Last night we had a Hallmark Channel evening. We watched Sarah: Plain and Tall and its sequel, as well as a show called "Long Shot", in which Julie Benz, best known as Darla from the Buffy the Vampire Slayer show, played a single mother and horse trainer lifting herself up from adversity. I think that I like the book to Sarah: Plain and Tall better than the TV movies, despite the high quality of the acting on the TV shows, because the book eschews some melodrama, and just keeps saying the key concept: "She was plain and tall". I love that word plain--I used to say that I found most attractive those people who are "plain in the best sense"--comfortable with themselves, direct. Julie Benz' character sure overcame more obstacles than anyone not appearing on the Lifetime channel has ever hurdled. She's not plain at all, although she is in some ways "in the best sense".

Next weekend we drive to Arkansas, where I intend to attend my 20th reunion of my law school class. It's hard to believe that in May I'll have been out of law school for twenty years. Because bar exam results don't come out until November, I'll then have November as my "20th anniversary as a lawyer".

It's hard to believe I've been in practice for twenty years. It seems just yesterday I was sitting in the tiny law library of my first law firm, in the Southland Plaza in Dallas, pontificating to my fellow young lawyers about some issue of future interests in personal property. The other day my partners and I were discussing an elusive concept called the Rule Against Perpetuities. This concept is so abstruse that there is even a case holding as a matter of law that it is not malpractice for a lawyer to fail to understand it. Suddenly, from the depths of my memory, came gurgling out its simplest formulation: "An executory interest must vest, if at all, within twenty one years of some life now in being". I worry sometimes that everyone else has these cool, racy, inspiring things in their Id,and I have the Rule against Perpetuities.

I wonder if many other people will attend our reunion. Most of my class stayed in Little Rock or the surrounding towns, I think. The reunion is in the format of a "wine and cheese" thing, which is almost funny, because I rarely drink wine and prefer cheese to be on pizza. But I suppose this is what lawyers do.

Some of the neatest people in law school dropped out. They won't attend the reunion, I'm sure. Law school was funny--virtually nobody flunked out, but lots of people found it not to their taste. It was a school filled with questions but no answers. Who needs answers? They're in the library. It's spotting the questions that is all the fun.

The things I like about law after 20 years are the things I liked after 1 year. I like wrapping my mind around a legal issue. I like a solid cross-examination. I like that cases have conclusions--unlike in some professions, one learns the answer, and profits by the learning, one way or the other.

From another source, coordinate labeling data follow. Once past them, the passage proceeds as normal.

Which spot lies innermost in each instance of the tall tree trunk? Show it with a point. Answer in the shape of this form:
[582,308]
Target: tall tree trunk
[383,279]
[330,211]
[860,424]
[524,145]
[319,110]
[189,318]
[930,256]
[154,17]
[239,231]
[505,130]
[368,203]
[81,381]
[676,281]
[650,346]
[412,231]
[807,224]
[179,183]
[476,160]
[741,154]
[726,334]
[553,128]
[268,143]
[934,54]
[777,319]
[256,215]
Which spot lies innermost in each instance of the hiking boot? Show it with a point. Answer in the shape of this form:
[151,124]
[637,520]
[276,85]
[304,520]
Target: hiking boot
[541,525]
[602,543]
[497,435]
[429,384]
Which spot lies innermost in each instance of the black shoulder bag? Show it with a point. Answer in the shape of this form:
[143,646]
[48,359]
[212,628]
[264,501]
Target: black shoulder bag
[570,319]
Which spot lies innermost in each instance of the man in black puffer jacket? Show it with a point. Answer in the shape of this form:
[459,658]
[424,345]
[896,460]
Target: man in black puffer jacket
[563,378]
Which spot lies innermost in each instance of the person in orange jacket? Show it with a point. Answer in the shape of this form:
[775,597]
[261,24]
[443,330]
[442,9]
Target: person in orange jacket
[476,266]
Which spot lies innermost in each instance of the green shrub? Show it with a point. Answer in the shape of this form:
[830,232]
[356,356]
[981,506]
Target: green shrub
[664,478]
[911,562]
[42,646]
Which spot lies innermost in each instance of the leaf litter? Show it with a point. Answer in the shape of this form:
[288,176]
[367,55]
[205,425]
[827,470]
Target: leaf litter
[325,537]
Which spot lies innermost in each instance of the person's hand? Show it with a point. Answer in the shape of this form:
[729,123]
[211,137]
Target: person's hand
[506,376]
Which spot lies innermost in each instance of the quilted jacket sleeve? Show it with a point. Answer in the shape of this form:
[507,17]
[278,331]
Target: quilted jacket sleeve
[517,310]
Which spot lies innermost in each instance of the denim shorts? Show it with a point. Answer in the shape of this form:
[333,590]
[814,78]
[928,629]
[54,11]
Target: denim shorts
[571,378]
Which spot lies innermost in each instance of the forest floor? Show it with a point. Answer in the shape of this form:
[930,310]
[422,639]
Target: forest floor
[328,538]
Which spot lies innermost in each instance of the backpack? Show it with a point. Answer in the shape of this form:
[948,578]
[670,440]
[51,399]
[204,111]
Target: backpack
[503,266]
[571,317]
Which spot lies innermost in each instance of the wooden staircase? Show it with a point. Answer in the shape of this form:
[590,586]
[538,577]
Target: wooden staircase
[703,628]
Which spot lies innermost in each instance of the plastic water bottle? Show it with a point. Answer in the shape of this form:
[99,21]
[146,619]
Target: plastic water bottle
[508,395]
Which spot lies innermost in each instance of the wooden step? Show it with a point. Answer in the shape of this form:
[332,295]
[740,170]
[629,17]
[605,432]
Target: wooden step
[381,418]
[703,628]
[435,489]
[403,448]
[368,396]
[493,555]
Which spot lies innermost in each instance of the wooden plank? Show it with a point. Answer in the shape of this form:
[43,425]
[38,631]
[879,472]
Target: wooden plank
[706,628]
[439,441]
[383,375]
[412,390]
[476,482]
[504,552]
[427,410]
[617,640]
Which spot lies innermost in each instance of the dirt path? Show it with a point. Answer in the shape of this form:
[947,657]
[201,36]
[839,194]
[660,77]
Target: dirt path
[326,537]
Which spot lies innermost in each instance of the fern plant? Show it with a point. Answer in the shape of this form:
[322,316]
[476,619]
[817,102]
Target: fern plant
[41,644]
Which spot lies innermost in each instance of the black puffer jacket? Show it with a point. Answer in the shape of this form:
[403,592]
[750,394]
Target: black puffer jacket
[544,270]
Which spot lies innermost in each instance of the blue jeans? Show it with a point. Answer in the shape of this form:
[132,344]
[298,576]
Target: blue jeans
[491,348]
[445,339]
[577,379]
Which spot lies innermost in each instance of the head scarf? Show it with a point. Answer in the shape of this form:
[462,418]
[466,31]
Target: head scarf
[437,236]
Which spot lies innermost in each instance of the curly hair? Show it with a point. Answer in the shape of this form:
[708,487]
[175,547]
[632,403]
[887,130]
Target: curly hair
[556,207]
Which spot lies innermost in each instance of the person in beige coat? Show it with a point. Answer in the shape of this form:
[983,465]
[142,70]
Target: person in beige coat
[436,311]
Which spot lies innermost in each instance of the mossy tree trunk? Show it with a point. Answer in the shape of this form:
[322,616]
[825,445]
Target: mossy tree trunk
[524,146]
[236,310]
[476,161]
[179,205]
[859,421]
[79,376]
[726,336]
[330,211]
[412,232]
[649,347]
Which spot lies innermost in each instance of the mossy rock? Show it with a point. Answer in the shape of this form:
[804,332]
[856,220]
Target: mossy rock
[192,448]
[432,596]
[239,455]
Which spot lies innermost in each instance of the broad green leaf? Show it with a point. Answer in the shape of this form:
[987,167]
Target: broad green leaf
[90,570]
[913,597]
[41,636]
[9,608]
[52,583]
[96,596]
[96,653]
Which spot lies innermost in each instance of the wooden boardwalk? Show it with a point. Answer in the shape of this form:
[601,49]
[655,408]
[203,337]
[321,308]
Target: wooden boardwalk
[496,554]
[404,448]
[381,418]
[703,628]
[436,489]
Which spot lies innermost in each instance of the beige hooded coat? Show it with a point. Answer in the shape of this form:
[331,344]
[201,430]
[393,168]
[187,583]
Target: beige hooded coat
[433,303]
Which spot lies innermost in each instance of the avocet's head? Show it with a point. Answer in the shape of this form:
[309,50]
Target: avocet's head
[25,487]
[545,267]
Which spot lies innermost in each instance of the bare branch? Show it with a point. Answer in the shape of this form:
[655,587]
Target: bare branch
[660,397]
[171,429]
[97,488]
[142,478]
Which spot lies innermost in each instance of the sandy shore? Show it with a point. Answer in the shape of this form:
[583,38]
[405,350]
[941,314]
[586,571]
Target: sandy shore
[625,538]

The things I dislike? Stress and human conflict, I suppose. But conflict is part of the package.

As is common to such times, I think sometimes of the things I could have done better than I did. Fortunately, I have before me a new set of challenges, and I can focus on them instead. I'm eager to see the folks I went to school with some twenty years ago. I always found law school satisfying in ways that undergraduate school was not satisfying. People had more intensity, and yet were friendlier. It was a maturity thing, I suppose. I'm looking forward to seeing my parents, as well. We'll stay in their home town, Camden, and then just drive up to Little Rock for the function.

I'n not much for two bits of travel in the same month, but that's the way it worked out this month. Next month should be a very busy work month, so I should enjoy my Spring sojourns while I can.

I love the way all that hiking makes me feel a bit high. I want to exercise more and eat a bit better. Maybe I'll be able to live out a few more "twentieths" on this anniversary or that if I do.